We will be living together til we are divorced. She doesnt know where she is going, has no money right now. Even though she has no income did make the comment that our money is 50/50, though she knows there is little of it. 

Im all very confused. If possible I would like to use these next three months to improve myself and (very very longshot, i know) maybe she sees it and changes her mind? I did tell her that if she ever has that feeling to talk to me but that at some point i will be over it too. 

I need to move forward. I need strenght. I need to detach without making her think i am trying to screw her over (I actually did say to her that it might seem sometimes like I am being mean but I am not going out of my way to hurt her).

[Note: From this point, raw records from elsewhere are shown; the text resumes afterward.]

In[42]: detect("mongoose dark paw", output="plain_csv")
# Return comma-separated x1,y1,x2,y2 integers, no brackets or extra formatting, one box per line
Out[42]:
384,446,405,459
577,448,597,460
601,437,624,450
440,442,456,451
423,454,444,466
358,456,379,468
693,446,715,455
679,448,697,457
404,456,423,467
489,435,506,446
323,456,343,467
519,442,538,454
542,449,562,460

Sorry for the long message. I am a mess and this is a mess. Please keep in mind that I will be living with her for at least the next three months and at this point she has no lawyer and is agreeable to the main things-- house, kids, IRAs.

I am starting the map. 

1. bench press 170 lbs by mid jan ( i weigh a little under 130). 
2. Get debt free (probably wont happen till after the divorce) 
3. 6 pack abs (or at least a four pack) 
4. Church by myself at least 2x a month 
5. Get a new pet for the kids (and me cause i love them too) 
6. Find something social -- possibly writing club (degree in english lit and journalism
7. Lasik consul (cant pay for the actual procedure right now but sick of wearing glasses)
8. Improve focus and production at work 

Also, an aside, her friends sons bday is tomorrow night. She is taking my daughter but does not want to show up with out a present. I told her I would get him a $20 gift card at B&N on my way home today. 

I do not want to do this. Do not want to think I am being spiteful either though. thinking about sending email to her this morning and saying, 

Hi Laura, 

I had time to think this morning and I do not feel comfortable buying presents for your friends children. I have to detach from you as much as I didnt want this, and these are the things I would do for you when we were together. I hope you understand. 

Me


----------



## FeministInPink (Sep 13, 2012)

M042, good for taking care of yourself. Do the 180 (it sounds like you're on your way). If you need the link, here it is:

The Healing Heart: The 180

And check out Synthetic's Ten Commandments:
http://talkaboutmarriage.com/going-...n/55375-wife-wanting-divorce.html#post1049137

Have as little contact with her as possible, if only to preserve your own insanity. The email message you want to send? Too much explanation; she's given you (what sounds like) very little explanation, you don't really owe her any. Try this:

L--

Not going to be able to pick up the B&N card - you'll have to get it yourself if you want to bring a gift to the party.

Me​
And practice saying NO to things like this. Unless it's having to do with the kids, your answer is NO. You're not her errand boy, you're not her assistant. You're her husband, but she's decided she doesn't want you in that role anymore.

Remember Nancy Reagan: "Just say no!"


----------



## FeministInPink (Sep 13, 2012)

Oh, and just focus on being the best dad you can be to your kids. They really need you right now.

*hugs*


----------



## wilderness (Jan 9, 2013)

Try to get her working and delay talk of the divorce as long as humanly possible. If she is working her bargaining position is significantly reduced. What about spending money? Don't give her any.


----------